PPT Slide
The second optimization will demonstrate the effect of blocking, so that, as much as possible, the blocks that are being handled can be kept completely in cache memory. Thus each loop is broken up into blocks (ib, beginning of an i block, ie, end of an i block) and the variables travel from the beginning of the block to the end of the block for each i,j,k. Use blocks of size 32 to start with, if you wish you can experiment with the size of the block to obtain the optimal size.
The next logical step is to combine these two optimizations into a routine which is both blocked and unrolled and you will be asked to do this.

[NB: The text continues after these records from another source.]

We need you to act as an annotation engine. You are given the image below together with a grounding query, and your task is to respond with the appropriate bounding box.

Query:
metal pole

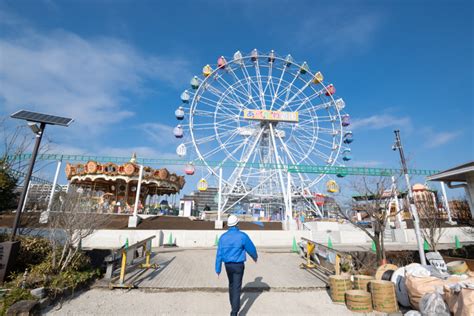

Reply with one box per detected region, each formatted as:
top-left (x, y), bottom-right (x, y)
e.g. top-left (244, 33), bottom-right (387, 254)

top-left (133, 165), bottom-right (143, 217)
top-left (46, 160), bottom-right (62, 212)
top-left (394, 130), bottom-right (426, 265)
top-left (440, 181), bottom-right (453, 223)
top-left (10, 123), bottom-right (46, 241)
top-left (21, 182), bottom-right (31, 213)
top-left (286, 171), bottom-right (293, 229)
top-left (217, 167), bottom-right (222, 222)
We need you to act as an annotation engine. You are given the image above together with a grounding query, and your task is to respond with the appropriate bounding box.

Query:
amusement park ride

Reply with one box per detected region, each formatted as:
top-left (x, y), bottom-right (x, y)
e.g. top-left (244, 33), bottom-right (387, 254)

top-left (173, 49), bottom-right (353, 222)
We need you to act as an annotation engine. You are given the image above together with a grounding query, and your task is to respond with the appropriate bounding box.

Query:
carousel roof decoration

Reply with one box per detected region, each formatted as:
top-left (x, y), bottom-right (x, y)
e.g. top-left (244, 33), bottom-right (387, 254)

top-left (66, 154), bottom-right (186, 194)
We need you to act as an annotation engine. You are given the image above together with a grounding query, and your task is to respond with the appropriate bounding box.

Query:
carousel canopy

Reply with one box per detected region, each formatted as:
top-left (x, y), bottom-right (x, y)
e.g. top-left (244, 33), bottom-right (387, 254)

top-left (66, 158), bottom-right (186, 194)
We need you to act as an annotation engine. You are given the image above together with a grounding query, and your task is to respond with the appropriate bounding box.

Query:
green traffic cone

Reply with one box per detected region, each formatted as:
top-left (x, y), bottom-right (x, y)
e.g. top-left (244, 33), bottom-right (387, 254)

The final example tries to extract the core of the BLAS dgemm matrix-multiply routine. The blocking and unrolling are retained, but the additional trick here is to optimize the innermost loop. Make sure that it only references items in columns and that it does not reference anything that would not be in a column. To that end, B is copied and transposed into the temp matrix T(k,i) = B(i,k). Then multiplying B(i,k)*C(k,j) is equivalent to multiplying T(k,i)*C(k,j) (notice the k index occurs only in the row). Also, we do not store the result in A(i,j)=A(i,j)+B(i,k)*C(k,j) but in a temporary variable T1=T1+T(k,j)*C(k,j). The effect of this is the inner k-loop has no extraneous references. After the inner loop has executed, A(i,j) is set to its correct value.